Jelas. Bahasa, apa pun bentuknya, telah ada bersamaan dengan kehadiran manusia di Dunia; dan sebagai alat komunikasi dan interaksi satu sama lain; dengan itu, bahasa terbentuk dan digunakan di/dalam komunitas sosial.

 Namun, karena adanya mobilitas manusia, (lihat narasi pemisahan bahasa), maka mereka juga menggunakan 'bahasa baru' lingkungan masing-masing. Sehingga yang terjadi adalah, bahasa sebagai salah satau tanda keterikatan di/dalam komunitas; sekaligus alat pembeda dengan yang lainnya,

Perbedaan bahasa, yang terjadi sejak ribuan tahun tersebut, terus menerus diwariskan di/dan dalam kelompok, komunitas, dan masyarakaat serta dikembangkan sesuai perkembangan intelektual manusia. 

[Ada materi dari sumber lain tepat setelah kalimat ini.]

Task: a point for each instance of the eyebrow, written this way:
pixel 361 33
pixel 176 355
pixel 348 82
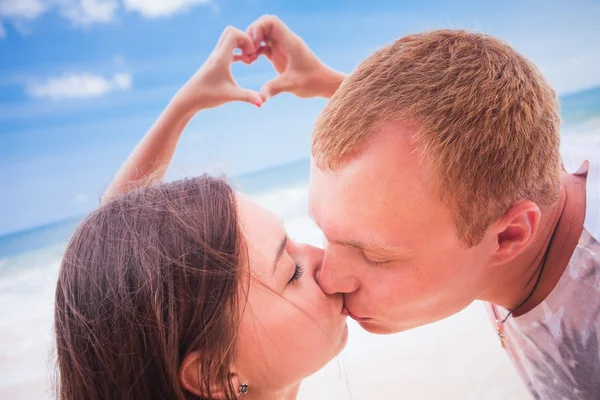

Perbedaan bahasa, ditambah dengan pembedaan lainnya, kemudian menjadi baku atau tak bisa disatukan lagi. Sehingga manusia di Dunia memiliki aneka banyak bahasa sesuai dengan area atau tempat mereka ada. Dan itu, terwariskan hingga memasuki dan melewati tahun-tahun pertama Masehi sampai sekarang ini.

Melompat ke peristiwa Pentakosta, kira-kira tahun 35/36 Masehi, 10 hari setelah Yesus kembali ke Surga. Komunitas Yesus mengimani bahwa Ia kembali dan berada di Syurga; Ia menjadi Tuhan yang transenden,  jauh dari jangkauan manusia; padahal mereka sekaligus mengimani bahwa Tuhan itu juga imanen atau ada, bersama-sama, dan di antara manusia atau ciptaan-Nya. 

Bahkan, pada masa itu, murid-murid Yesus, sekitar 120 orang yang tersisa dari ribuan yang mengundurkan diri karena kematian Yesus di salib, setiap hari mengurungkan diri di satu rumah sambil menanti kembali Yesus di antara mereka.

Ternyata, 10 hari kemudian, bukan Yesus secara fisik hadir kembali; tapi, kehadiran Yesus, yang dimani dalam bentuk Roh; Roh yang datang dan ada di antara manusia. Roh tersebut diimani sebagai 'pribadi lain' dari Trinitas. Uniknya, karena Ia adalah Roh Tuhan, maka hal pertama dan utama yang dilakukan-Nya adalah 'menyatukan perbedaan atau melenyapkan pemisahan;' menyatukan perbedaan dan pemisahan yang telah terjadi ribuan tahun.

Dari narasi Pentakosta, di atas, pada waktu terjadi Pentakosta, ribuan orang dari tiga benua, mendengar, 120 orang murid-murid Yesus tersebut berbicara hanya dengan 'satu bahasa' namun merema semua pahami dan mengerti dalam bahasa masing-masing.  Ya, 'satu bahasa itu' adalah bahasa yang dipergunakan sebelum terjadi pemisahan dan perbedaan yang terjadi pada masa lalu.

Berdasarkan hal-hal di atas, mari kita melompat ke sikon kekinian; sikon kekinian yang penuh dengan segala bentuk perbedaan dan unsur-unsur pembeda.

Faktanya, misalnya di/dalam kalangan komunitas iman pada Yesus pun, bahasa perbedaan dan unsur pembeda itu lah yang sering menjadi awal skisma di antara mereka. Gereja, yang awalnya hanya Satu dan Esa, kini menjadi ribuan mazhab dan sekte; ribuan sekte dan mazhab yang kadang saling berseteru satu sama lain.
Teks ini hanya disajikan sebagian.